VIRTUDES PÚBLICAS/La paridad en disputa: lo bueno, lo malo y lo feo

POLA PEÑA

POLA PEÑA. (SemMéxico) 25 de julio.- La aplicación del principio de paridad en candidaturas a cargos de elección popular en los pasados comicios suscitó una serie de escenarios que bien podrían ser clasificados como ‘buenos, malos y feos’. Entendido como un proceso de largo aliento, la puesta a prueba de los mecanismos administrativos y judiciales en materia electoral son dignos de subrayarse, incluido como podrá deducirse, su efectividad en los resultados.

 

Lo bueno

 

Todo indica que el ámbito más exitoso para el avance de las mujeres ocurrió en candidaturas a diputadas al Congreso Federal. Los partidos cumplieron con postular, mutatis mutandis, 50 por ciento de candidatas y candidatos por el principio de mayoría relativa e hicieron lo propio en listas plurinominales donde, además de respetar la alternancia hombre/mujer o mujer/hombre en su integración presentaron suplencias del mismo género, criterios que si bien ya existían antes de la reforma político-electoral, en esta ocasión no presentaron mayores resistencias.

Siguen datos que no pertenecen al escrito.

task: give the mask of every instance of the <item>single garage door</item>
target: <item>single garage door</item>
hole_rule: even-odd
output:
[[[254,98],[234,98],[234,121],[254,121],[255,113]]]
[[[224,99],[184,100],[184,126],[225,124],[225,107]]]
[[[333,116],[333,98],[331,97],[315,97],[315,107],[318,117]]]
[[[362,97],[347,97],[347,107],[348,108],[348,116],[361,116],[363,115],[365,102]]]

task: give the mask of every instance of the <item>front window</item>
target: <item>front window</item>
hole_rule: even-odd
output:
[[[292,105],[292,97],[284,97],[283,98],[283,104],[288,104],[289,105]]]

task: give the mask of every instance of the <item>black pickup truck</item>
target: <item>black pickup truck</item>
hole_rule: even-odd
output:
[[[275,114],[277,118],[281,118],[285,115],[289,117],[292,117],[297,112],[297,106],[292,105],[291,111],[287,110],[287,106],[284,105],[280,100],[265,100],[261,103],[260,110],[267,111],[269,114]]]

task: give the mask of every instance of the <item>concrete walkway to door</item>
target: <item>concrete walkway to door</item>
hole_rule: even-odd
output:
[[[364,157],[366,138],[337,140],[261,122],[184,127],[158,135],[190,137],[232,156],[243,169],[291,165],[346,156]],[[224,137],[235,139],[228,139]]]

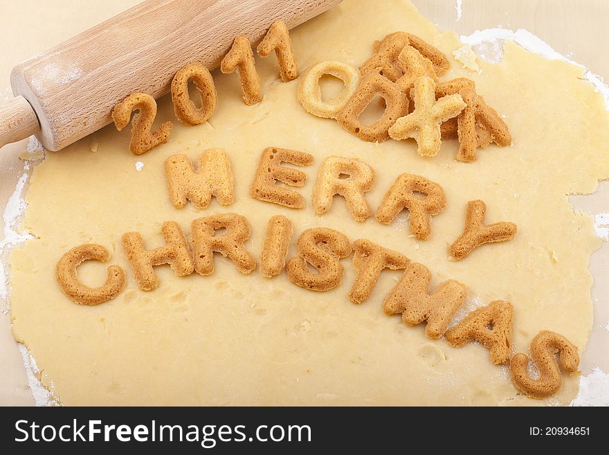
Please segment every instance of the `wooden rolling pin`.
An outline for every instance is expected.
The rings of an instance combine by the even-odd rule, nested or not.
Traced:
[[[169,92],[185,64],[217,67],[237,35],[254,43],[278,19],[291,28],[340,1],[147,0],[14,68],[0,147],[36,134],[59,150],[110,123],[129,93]]]

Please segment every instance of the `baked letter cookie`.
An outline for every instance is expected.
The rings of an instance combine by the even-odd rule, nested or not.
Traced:
[[[118,131],[127,125],[131,113],[135,109],[140,111],[134,114],[131,121],[129,150],[134,155],[140,155],[165,142],[174,125],[165,122],[151,132],[156,116],[156,101],[147,93],[136,93],[127,96],[112,109],[112,120]]]
[[[419,197],[416,193],[422,193]],[[404,208],[410,211],[410,231],[415,237],[426,240],[431,233],[430,218],[442,212],[446,205],[442,188],[419,175],[402,174],[383,198],[376,211],[376,220],[389,224]]]
[[[223,206],[233,204],[233,178],[228,156],[221,148],[205,150],[194,170],[185,154],[172,155],[165,161],[165,179],[173,206],[181,208],[190,200],[197,208],[206,208],[212,196]]]
[[[457,117],[459,152],[457,159],[469,163],[475,161],[478,147],[494,142],[500,147],[511,143],[511,136],[501,116],[476,93],[475,83],[466,78],[440,82],[436,86],[436,98],[459,94],[466,106]]]
[[[374,176],[374,170],[357,158],[328,157],[321,165],[313,188],[316,213],[325,213],[332,205],[334,195],[340,195],[353,217],[365,221],[372,211],[364,193],[372,188]]]
[[[266,57],[273,50],[279,62],[279,73],[281,80],[289,82],[298,77],[298,69],[294,60],[294,49],[290,33],[283,21],[276,21],[271,26],[264,38],[256,48],[260,57]]]
[[[201,95],[201,107],[197,108],[188,94],[188,81],[192,80]],[[209,70],[199,62],[193,62],[176,73],[172,80],[172,101],[174,112],[180,121],[187,125],[200,125],[210,119],[216,108],[216,86]]]
[[[215,235],[223,228],[226,229],[224,234]],[[194,220],[190,233],[194,247],[194,270],[203,276],[212,274],[214,253],[217,252],[247,275],[256,268],[256,260],[243,246],[251,233],[249,222],[237,213],[221,213]]]
[[[293,231],[292,222],[282,215],[275,215],[269,220],[260,254],[260,274],[262,276],[273,278],[281,273],[285,267]]]
[[[338,78],[345,84],[340,94],[333,100],[321,99],[319,80],[325,74]],[[309,68],[298,84],[298,101],[304,110],[318,117],[336,118],[347,102],[353,96],[359,83],[359,71],[340,62],[321,62]]]
[[[79,305],[99,305],[112,300],[125,288],[125,271],[118,265],[108,267],[106,282],[99,287],[89,287],[78,279],[78,267],[83,261],[95,260],[105,262],[110,258],[107,249],[96,244],[86,243],[75,247],[57,263],[55,277],[62,290],[70,300]]]
[[[529,357],[526,354],[514,355],[509,364],[512,382],[528,397],[547,398],[561,388],[563,377],[554,359],[556,353],[560,353],[561,365],[566,371],[577,371],[579,365],[577,348],[558,333],[542,330],[531,341],[529,350],[531,359],[539,373],[538,379],[529,376]]]
[[[484,201],[470,201],[465,213],[465,230],[451,245],[448,252],[459,260],[471,253],[476,247],[491,242],[505,242],[513,238],[516,225],[501,221],[484,225],[487,206]]]
[[[408,69],[400,62],[399,53],[406,46],[415,49],[422,57],[431,62],[434,73],[440,76],[451,67],[448,59],[441,51],[412,33],[395,32],[385,37],[382,41],[374,42],[374,54],[361,66],[362,74],[381,67],[383,75],[396,82],[408,73]]]
[[[375,42],[374,53],[359,68],[361,74],[381,69],[382,75],[394,82],[403,75],[403,71],[397,64],[397,57],[405,46],[410,44],[408,33],[396,32],[385,37],[382,41]]]
[[[412,93],[415,110],[398,118],[389,128],[389,135],[397,141],[414,138],[419,146],[419,154],[433,157],[440,150],[440,125],[458,115],[466,105],[458,93],[436,100],[435,82],[427,76],[421,76],[415,81]]]
[[[353,265],[357,270],[357,276],[349,292],[349,298],[354,303],[361,303],[370,296],[381,272],[385,269],[406,269],[410,262],[401,253],[383,248],[365,239],[358,239],[354,242],[353,252]]]
[[[345,234],[329,228],[307,229],[296,241],[296,250],[298,256],[286,267],[292,283],[311,291],[328,291],[340,284],[345,267],[338,260],[351,253]],[[311,271],[308,265],[318,273]]]
[[[410,89],[415,85],[415,81],[421,76],[427,76],[438,82],[437,76],[433,69],[431,60],[425,58],[417,49],[410,46],[405,46],[397,56],[401,68],[404,75],[395,81],[398,87],[405,93],[410,93]]]
[[[313,163],[313,155],[286,148],[265,148],[250,187],[250,195],[260,201],[273,202],[290,208],[304,208],[304,198],[302,195],[275,184],[280,181],[289,186],[303,186],[307,175],[298,169],[282,166],[282,163],[307,166]]]
[[[491,352],[491,362],[500,365],[509,360],[511,353],[509,339],[513,316],[511,303],[496,300],[471,312],[444,336],[453,348],[460,348],[471,341],[482,343]]]
[[[411,263],[399,282],[383,302],[387,314],[402,314],[408,325],[427,321],[425,334],[431,339],[440,338],[451,319],[467,295],[465,286],[455,280],[444,281],[431,294],[431,272],[424,265]]]
[[[359,116],[376,95],[385,100],[385,112],[370,125],[363,125]],[[408,111],[408,99],[395,82],[376,71],[369,71],[360,78],[357,89],[336,114],[345,130],[368,142],[383,142],[389,139],[389,127]]]
[[[152,291],[158,286],[155,266],[169,264],[178,276],[190,275],[194,269],[190,245],[180,226],[168,221],[163,224],[162,231],[167,246],[149,251],[144,249],[140,233],[128,232],[122,235],[122,249],[142,291]]]
[[[235,38],[233,47],[220,63],[220,71],[225,74],[232,73],[235,69],[241,80],[243,100],[248,106],[260,102],[262,100],[260,78],[256,71],[250,40],[245,35],[239,35]]]

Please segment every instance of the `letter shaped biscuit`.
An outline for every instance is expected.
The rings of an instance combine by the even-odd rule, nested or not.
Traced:
[[[221,213],[197,218],[192,222],[191,235],[194,247],[194,270],[206,276],[214,272],[214,253],[228,258],[237,269],[247,275],[256,267],[256,261],[243,246],[251,235],[247,219],[237,213]],[[218,229],[226,229],[221,235]]]
[[[125,289],[127,278],[118,265],[108,267],[106,282],[99,287],[89,287],[83,284],[76,273],[83,261],[95,260],[105,262],[110,253],[101,245],[86,243],[75,247],[64,254],[55,267],[55,277],[64,293],[79,305],[99,305],[112,300]]]
[[[385,112],[370,125],[363,125],[359,116],[376,95],[385,99]],[[389,127],[408,113],[408,99],[395,82],[378,73],[369,71],[360,78],[357,89],[336,114],[345,130],[363,141],[383,142],[389,139]]]
[[[140,155],[166,142],[173,123],[165,122],[154,132],[151,132],[156,116],[156,101],[150,95],[136,93],[127,96],[112,109],[112,120],[118,131],[129,124],[131,113],[135,109],[140,111],[134,114],[131,121],[129,150],[134,155]]]
[[[163,224],[162,230],[167,246],[149,251],[144,249],[140,233],[128,232],[122,235],[122,249],[142,291],[152,291],[158,286],[155,266],[169,264],[178,276],[190,275],[194,269],[190,245],[180,226],[168,221]]]
[[[419,197],[415,192],[426,197]],[[389,224],[403,208],[408,208],[410,231],[415,237],[425,240],[431,232],[430,217],[442,212],[446,205],[444,192],[439,185],[419,175],[402,174],[383,198],[376,211],[376,220]]]
[[[269,147],[260,156],[256,175],[250,187],[250,195],[260,201],[272,202],[290,208],[303,208],[304,198],[296,191],[275,184],[280,181],[290,186],[303,186],[307,175],[298,169],[281,166],[290,163],[306,166],[313,163],[313,155],[285,148]]]
[[[325,74],[338,78],[345,84],[340,94],[332,100],[321,98],[319,80]],[[318,117],[336,118],[336,114],[353,96],[359,83],[359,71],[340,62],[320,62],[309,68],[298,84],[298,101],[304,110]]]
[[[298,69],[294,60],[294,49],[288,28],[283,21],[276,21],[271,26],[256,51],[260,57],[266,57],[273,50],[279,62],[281,80],[289,82],[298,77]]]
[[[487,206],[484,201],[470,201],[465,214],[465,230],[448,249],[451,256],[459,260],[485,243],[506,242],[513,238],[516,225],[505,221],[484,225]]]
[[[509,364],[512,382],[527,396],[540,400],[558,391],[563,377],[554,359],[557,352],[561,353],[561,365],[566,371],[577,371],[579,365],[577,348],[558,333],[542,330],[531,341],[529,350],[531,359],[539,373],[538,379],[529,376],[529,357],[526,354],[516,354]]]
[[[387,314],[402,314],[407,325],[427,321],[425,334],[440,338],[467,295],[465,286],[454,280],[444,281],[431,294],[431,272],[424,265],[411,263],[399,282],[383,302]]]
[[[292,222],[282,215],[275,215],[269,220],[260,254],[262,276],[273,278],[281,273],[285,267],[293,233]]]
[[[357,276],[349,292],[349,298],[354,303],[361,303],[370,296],[385,269],[406,269],[410,262],[403,254],[365,239],[354,242],[353,252],[353,265]]]
[[[206,208],[212,196],[223,206],[233,204],[233,171],[221,148],[205,150],[199,157],[197,171],[186,155],[172,155],[165,161],[165,178],[170,200],[177,208],[183,207],[187,200],[197,208]]]
[[[260,102],[262,100],[260,78],[256,71],[250,40],[245,35],[235,38],[233,46],[220,63],[220,71],[224,73],[232,73],[235,69],[241,81],[243,100],[248,106]]]
[[[418,145],[419,154],[433,157],[440,150],[440,125],[457,116],[467,105],[458,93],[436,100],[435,82],[424,75],[415,81],[412,93],[415,110],[398,118],[389,128],[389,135],[397,141],[413,138]]]
[[[509,339],[513,307],[509,302],[496,300],[471,312],[445,334],[446,341],[460,348],[470,341],[482,343],[491,353],[495,365],[505,364],[511,353]]]
[[[311,291],[328,291],[340,284],[345,267],[338,260],[351,253],[349,239],[329,228],[307,229],[296,241],[298,256],[286,269],[292,283]],[[313,273],[307,264],[317,269]]]
[[[192,80],[201,96],[201,107],[197,108],[188,93],[188,81]],[[172,101],[179,120],[187,125],[200,125],[210,119],[216,108],[216,86],[209,70],[200,62],[193,62],[181,68],[172,80]]]
[[[364,193],[372,188],[374,176],[374,170],[357,158],[328,157],[322,163],[313,188],[316,213],[322,215],[328,211],[334,195],[340,195],[345,198],[354,219],[365,221],[372,211]]]

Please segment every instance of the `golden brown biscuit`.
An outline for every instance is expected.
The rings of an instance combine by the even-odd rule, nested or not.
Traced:
[[[440,125],[458,115],[466,104],[458,93],[436,100],[435,82],[427,76],[415,81],[411,93],[415,110],[398,118],[389,128],[389,135],[397,141],[413,138],[419,146],[419,154],[433,157],[440,150]]]
[[[338,260],[351,253],[345,234],[329,228],[307,229],[296,241],[296,250],[298,257],[286,266],[292,283],[311,291],[328,291],[340,284],[345,267]],[[312,272],[309,265],[318,273]]]
[[[560,353],[561,365],[569,373],[577,371],[579,355],[569,340],[549,330],[542,330],[529,347],[531,359],[537,367],[538,379],[529,376],[529,357],[519,353],[511,358],[509,371],[516,388],[531,398],[547,398],[561,388],[563,377],[554,356]]]
[[[319,80],[325,74],[338,78],[345,84],[345,89],[333,100],[321,98]],[[298,101],[304,110],[318,117],[336,118],[336,114],[353,96],[359,83],[359,71],[356,68],[340,62],[321,62],[312,66],[298,84]]]
[[[440,82],[436,86],[436,98],[460,94],[466,106],[457,117],[460,161],[475,161],[478,147],[493,142],[500,147],[511,143],[507,125],[497,111],[484,102],[475,91],[475,84],[466,78]]]
[[[465,286],[448,280],[431,294],[431,272],[424,265],[412,262],[399,282],[383,302],[387,314],[401,313],[408,325],[427,321],[425,334],[431,339],[440,338],[446,331],[455,313],[467,295]]]
[[[303,208],[304,198],[301,195],[275,184],[280,181],[289,186],[303,186],[307,175],[298,169],[282,166],[282,163],[307,166],[313,163],[313,155],[277,147],[265,148],[250,187],[250,195],[260,201],[290,208]]]
[[[260,94],[260,78],[256,71],[254,62],[254,53],[250,45],[250,40],[245,35],[239,35],[235,38],[233,47],[220,63],[220,71],[223,73],[232,73],[235,69],[239,73],[241,88],[243,90],[243,100],[251,106],[262,100]]]
[[[496,300],[471,312],[444,336],[454,348],[461,348],[471,341],[482,343],[491,353],[491,362],[500,365],[509,361],[511,354],[509,339],[513,316],[511,303]]]
[[[154,132],[151,132],[156,116],[156,101],[147,93],[131,93],[112,109],[112,120],[118,131],[129,123],[131,113],[138,109],[131,121],[129,150],[134,155],[140,155],[158,144],[167,141],[174,124],[165,122]]]
[[[109,266],[106,282],[99,287],[83,284],[76,273],[76,267],[83,261],[94,260],[105,262],[109,258],[108,250],[96,244],[86,243],[71,249],[62,256],[55,267],[55,277],[62,291],[79,305],[99,305],[114,298],[125,289],[127,283],[121,267]]]
[[[397,57],[400,67],[403,70],[403,75],[395,81],[398,87],[405,93],[410,93],[415,81],[421,76],[427,76],[438,82],[437,76],[433,69],[431,60],[425,58],[413,47],[405,46]]]
[[[283,21],[275,21],[256,48],[256,52],[260,57],[266,57],[273,50],[279,62],[281,80],[284,82],[289,82],[298,78],[298,69],[294,60],[292,40],[290,39],[288,28]]]
[[[385,100],[385,112],[370,125],[363,125],[359,116],[375,96]],[[395,82],[375,71],[368,71],[359,81],[355,93],[336,114],[345,130],[363,141],[383,142],[389,139],[389,127],[408,111],[408,99]]]
[[[362,74],[371,69],[381,67],[381,74],[395,82],[404,75],[398,55],[406,46],[416,49],[433,65],[436,75],[444,74],[451,67],[446,56],[431,44],[411,33],[395,32],[388,35],[382,41],[374,42],[374,55],[368,59],[361,67]]]
[[[169,264],[177,276],[186,276],[194,269],[192,251],[180,226],[168,221],[163,224],[162,231],[167,246],[147,251],[140,233],[128,232],[122,235],[122,249],[142,291],[158,287],[155,266]]]
[[[283,270],[293,231],[292,222],[282,215],[275,215],[269,220],[260,253],[262,276],[273,278]]]
[[[335,195],[345,198],[347,207],[356,221],[363,222],[372,214],[364,193],[374,184],[374,170],[357,158],[328,157],[317,174],[313,188],[315,213],[329,209]]]
[[[425,58],[431,60],[436,75],[441,76],[451,68],[451,63],[446,55],[439,49],[412,33],[406,33],[408,44],[417,49]]]
[[[188,81],[192,80],[201,96],[201,107],[197,107],[188,93]],[[172,80],[174,112],[187,125],[200,125],[210,119],[216,108],[216,86],[209,70],[200,62],[181,68]]]
[[[425,197],[416,194],[419,193]],[[385,195],[376,217],[379,222],[389,224],[402,210],[408,208],[410,231],[417,238],[426,240],[431,233],[430,217],[442,212],[446,206],[446,198],[439,185],[419,175],[402,174]]]
[[[506,242],[513,238],[517,227],[511,222],[501,221],[485,225],[487,206],[484,201],[469,201],[465,212],[465,229],[448,249],[451,256],[459,260],[485,243]]]
[[[357,270],[357,276],[349,298],[354,303],[361,303],[374,289],[385,269],[398,270],[406,269],[410,260],[401,253],[384,248],[366,239],[358,239],[353,244],[353,265]]]
[[[210,148],[199,157],[199,169],[185,154],[172,155],[165,161],[165,179],[169,197],[180,208],[190,200],[197,208],[209,206],[212,196],[223,206],[233,201],[230,160],[221,148]]]
[[[218,229],[226,231],[215,235]],[[247,219],[237,213],[220,213],[192,222],[190,235],[194,248],[194,270],[206,276],[214,272],[214,253],[228,258],[237,269],[247,275],[256,268],[256,260],[243,244],[251,235]]]
[[[380,42],[376,42],[374,53],[364,62],[359,68],[362,75],[370,71],[380,73],[394,82],[403,75],[403,72],[397,64],[397,57],[400,52],[410,43],[408,35],[403,32],[396,32],[388,35]]]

Eso sí, los métodos aplicados en la fase de selección de precandidaturas al interior de los partidos continúan siendo heterogéneos y dignos de un análisis a mayor profundidad, ya que no solo es importante saber cuántas mujeres son postuladas para cumplir con el mandato de paridad, sino quiénes son las elegidas y qué perfiles ostentan para desempeñarse en una función de la mayor importancia como es la Cámara de Diputados, más aún, de quienes resultaron electas y podrán ser reelectas para un siguiente periodo de acuerdo a lo que estipulan la nueva Ley General de Instituciones y Procedimientos Electorales. Solo destacar que el incremento en el porcentaje de diputadas electas alcanzó, según cifras preliminares, un 42 por ciento, constituyendo el más alto desde que las mujeres mexicanas conquistaron el derecho a votar y ser electas en el año 1953.

Similar situación se apreció en el ámbito de candidaturas a diputaciones de los congresos locales de las 17 entidades federativas que tuvieron elecciones concurrentes. Según datos obtenidos del Observatorio de la Participación Política de las Mujeres (INMUJERES/INE/TEPJF), el incremento en el número de diputadas electas es positivo. Datos actualizados (21 julio 2015), y a excepción de Campeche, Chiapas, Colima, Guanajuato y Tabasco donde solo se consigna el número de diputadas electas por el principio de Mayoría Relativa, el porcentaje de diputadas electas respecto el total de diputaciones (MR y RP) alcanza 42.76 por ciento, ligeramente por debajo de la paridad estricta.

Destaca el que en el Estado de Querétaro  se superó el 50 por ciento de diputadas electas alcanzando 55 por ciento de diputadas electas, mientras que en Baja California Sur, el Distrito Federal, Jalisco, Michoacán, Morelos y Yucatán, los porcentajes están por encima del 40 por ciento y en algunos casos muy cercanos a la paridad. En el Estado de México, Guerrero, Nuevo León, San Luis Potosí el número de diputadas electas arroja cifras porcentuales superiores al 30 por ciento, umbral considerado como mínimo para que una masa crítica de mujeres en espacios de toma de decisiones pueda tener mayor poder e incidencia en los procesos legislativos y comisiones.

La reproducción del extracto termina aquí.